Performance settings

Pattern Matching Limits

• Maximum Pattern States to Analyze Per Packet—The maximum number of events to queue. The default is 5.

• Disable Content Checks on Traffic Subject to Future Reassembly—Whether to detect TCP payload before reassembly. It includes inspection of packets before and after stream reassembly. This process requires more processing overhead and may decrease performance. If the option is not selected, the TCP payload is detected after reassembly. The default is off.

Performance Statistics

When the number of seconds specified elapses between performance statistics updates, the system verifies it has analyzed the specified number of packets. If it has, the system updates performance statistics. Otherwise, the system waits until it analyzes the specified number of packets.

• Sample time (seconds)—The time range for taking a performance sample. The default is 300 seconds.

  Configuring a very low value (for example, 1 second) for the sample time can cause a huge impact on the device; the performance statistics logged on the device can cause disk space issues and affect the operation of the device. Hence, we recommend you do not configure a very low value.

• Minimum number of packets—How many packets to consider the minimum for a valid performance statistic. The default is 0.

• Troubleshooting Options:

  • Log Session/Protocol Distribution—Support might ask you during a troubleshooting call to enable this option to configure the system to calculate the performance statistics only when the Snort process is shut down or restarted.

  • Summary—Enable this option only if instructed by Cisco Technical Support.

Regular Expression Limits

The default Perl compatible regular expression (PCRE) limits ensure a minimum level of performance. Overriding these limits could increase security but could also significantly impact performance by permitting packet evaluation against inefficient regular expressions.

• Match Limit State—The limit for matching regular expressions. You can select Default Value, which is 3500, Unlimited, or Custom. If you select custom, specify the number of times to attempt to match a pattern defined in a PCRE regular expression in Match Limit. Specify 0 to completely disable PCRE match evaluations.

• Match Recursion Limit State—The limit for matching regular expression recursions. You can select Default Value, which is 3500, Unlimited, or Custom. If you select custom, specify the number of recursions when evaluating a PCRE regular expression against the packet payload in Match Recursion Limit. Specify 0 to completely disable PCRE recursions.

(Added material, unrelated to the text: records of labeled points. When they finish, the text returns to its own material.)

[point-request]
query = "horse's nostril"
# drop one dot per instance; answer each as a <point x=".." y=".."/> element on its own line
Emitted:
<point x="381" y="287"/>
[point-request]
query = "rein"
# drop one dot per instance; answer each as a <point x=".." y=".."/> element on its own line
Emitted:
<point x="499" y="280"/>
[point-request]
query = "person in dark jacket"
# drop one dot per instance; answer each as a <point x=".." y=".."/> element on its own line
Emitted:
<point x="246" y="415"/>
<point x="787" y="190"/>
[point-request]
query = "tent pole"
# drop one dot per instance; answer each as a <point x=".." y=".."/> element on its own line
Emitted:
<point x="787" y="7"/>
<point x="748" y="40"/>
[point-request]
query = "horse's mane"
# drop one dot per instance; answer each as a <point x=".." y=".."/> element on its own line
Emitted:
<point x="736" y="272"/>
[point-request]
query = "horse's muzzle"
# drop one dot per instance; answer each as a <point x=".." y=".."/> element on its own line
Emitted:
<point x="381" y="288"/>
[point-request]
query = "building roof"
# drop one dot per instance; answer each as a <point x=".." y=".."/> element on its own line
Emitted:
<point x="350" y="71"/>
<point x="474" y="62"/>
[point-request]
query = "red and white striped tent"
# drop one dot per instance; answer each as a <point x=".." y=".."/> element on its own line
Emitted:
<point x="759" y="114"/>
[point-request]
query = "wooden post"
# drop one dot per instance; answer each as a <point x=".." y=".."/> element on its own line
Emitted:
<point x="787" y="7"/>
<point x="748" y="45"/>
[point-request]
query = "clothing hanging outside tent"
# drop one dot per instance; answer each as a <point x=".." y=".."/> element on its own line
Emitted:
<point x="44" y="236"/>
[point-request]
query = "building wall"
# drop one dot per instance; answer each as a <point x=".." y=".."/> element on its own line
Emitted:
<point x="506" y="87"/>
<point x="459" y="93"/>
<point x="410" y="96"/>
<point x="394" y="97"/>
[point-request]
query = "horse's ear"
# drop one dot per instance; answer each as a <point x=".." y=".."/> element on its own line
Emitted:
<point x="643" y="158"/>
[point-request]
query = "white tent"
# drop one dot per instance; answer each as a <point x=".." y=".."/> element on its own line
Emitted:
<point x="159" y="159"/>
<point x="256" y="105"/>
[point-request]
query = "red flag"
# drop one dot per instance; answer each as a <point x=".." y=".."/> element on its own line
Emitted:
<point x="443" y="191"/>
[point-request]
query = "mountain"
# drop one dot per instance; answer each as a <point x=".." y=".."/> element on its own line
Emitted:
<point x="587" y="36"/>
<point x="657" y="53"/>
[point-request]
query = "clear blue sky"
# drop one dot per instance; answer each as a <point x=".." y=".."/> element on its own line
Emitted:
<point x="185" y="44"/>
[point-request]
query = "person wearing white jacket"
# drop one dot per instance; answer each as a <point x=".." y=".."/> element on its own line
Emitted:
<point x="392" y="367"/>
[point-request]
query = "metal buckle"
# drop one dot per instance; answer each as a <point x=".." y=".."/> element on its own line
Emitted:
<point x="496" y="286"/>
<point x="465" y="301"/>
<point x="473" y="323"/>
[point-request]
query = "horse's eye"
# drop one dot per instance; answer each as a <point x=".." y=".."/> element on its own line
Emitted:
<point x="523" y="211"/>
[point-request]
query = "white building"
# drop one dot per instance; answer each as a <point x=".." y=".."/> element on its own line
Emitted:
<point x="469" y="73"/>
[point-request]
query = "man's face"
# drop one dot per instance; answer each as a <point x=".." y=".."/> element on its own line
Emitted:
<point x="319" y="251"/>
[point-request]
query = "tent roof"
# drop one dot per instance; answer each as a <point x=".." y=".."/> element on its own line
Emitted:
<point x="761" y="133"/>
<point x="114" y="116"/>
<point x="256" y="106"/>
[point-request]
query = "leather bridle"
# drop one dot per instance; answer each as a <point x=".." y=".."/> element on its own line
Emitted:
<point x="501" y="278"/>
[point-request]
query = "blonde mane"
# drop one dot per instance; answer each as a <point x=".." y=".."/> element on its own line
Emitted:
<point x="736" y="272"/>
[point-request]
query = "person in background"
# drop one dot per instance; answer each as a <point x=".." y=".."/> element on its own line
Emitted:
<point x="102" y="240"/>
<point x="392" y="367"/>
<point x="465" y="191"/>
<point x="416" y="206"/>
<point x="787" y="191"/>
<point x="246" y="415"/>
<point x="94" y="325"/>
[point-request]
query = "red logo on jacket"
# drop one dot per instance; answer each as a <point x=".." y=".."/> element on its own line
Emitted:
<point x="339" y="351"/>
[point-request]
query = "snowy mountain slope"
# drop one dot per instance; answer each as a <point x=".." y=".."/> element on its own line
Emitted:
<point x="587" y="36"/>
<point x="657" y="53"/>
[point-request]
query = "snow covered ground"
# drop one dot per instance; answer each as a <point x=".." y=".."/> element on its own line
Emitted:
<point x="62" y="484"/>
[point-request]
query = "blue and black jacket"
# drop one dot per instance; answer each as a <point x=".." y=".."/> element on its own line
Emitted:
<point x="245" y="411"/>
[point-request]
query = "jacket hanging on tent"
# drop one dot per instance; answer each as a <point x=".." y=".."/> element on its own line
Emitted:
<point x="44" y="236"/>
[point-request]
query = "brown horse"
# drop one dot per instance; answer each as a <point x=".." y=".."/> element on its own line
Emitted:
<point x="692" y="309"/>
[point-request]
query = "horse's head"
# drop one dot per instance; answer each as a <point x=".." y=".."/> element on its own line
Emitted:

  Note	For a custom match recursion limit to be meaningful, it must be smaller than the match limit.

Intrusion Event Logging Limits

When the intrusion rules engine evaluates traffic against rules, it places the events generated for a given packet or packet stream in an event queue, then reports the top events in the queue to the user interface. When configuring the intrusion event logging limits, you can specify how many events can be placed in the queue and how many are logged, and select the criteria for determining event order within the queue.

• Maximum Events Stored Per Packet—The maximum number of events that can be stored for a given packet or packet stream. The default is 8.

• Maximum Events Logged Per Packet—The number of events logged for a given packet or packet stream. This cannot exceed the Maximum Events Stored Per Packet value. The default is 5.

• Prioritize Events Logging By—The value used to determine event ordering within the event queue. The highest ordered event is reported through the user interface. You can select:

  • Content Length (the default), which orders events by the longest identified content match. When events are ordered by content length, rule events always take precedence over decoder and preprocessor events.

  • Priority, which orders events in the queue by the event priority.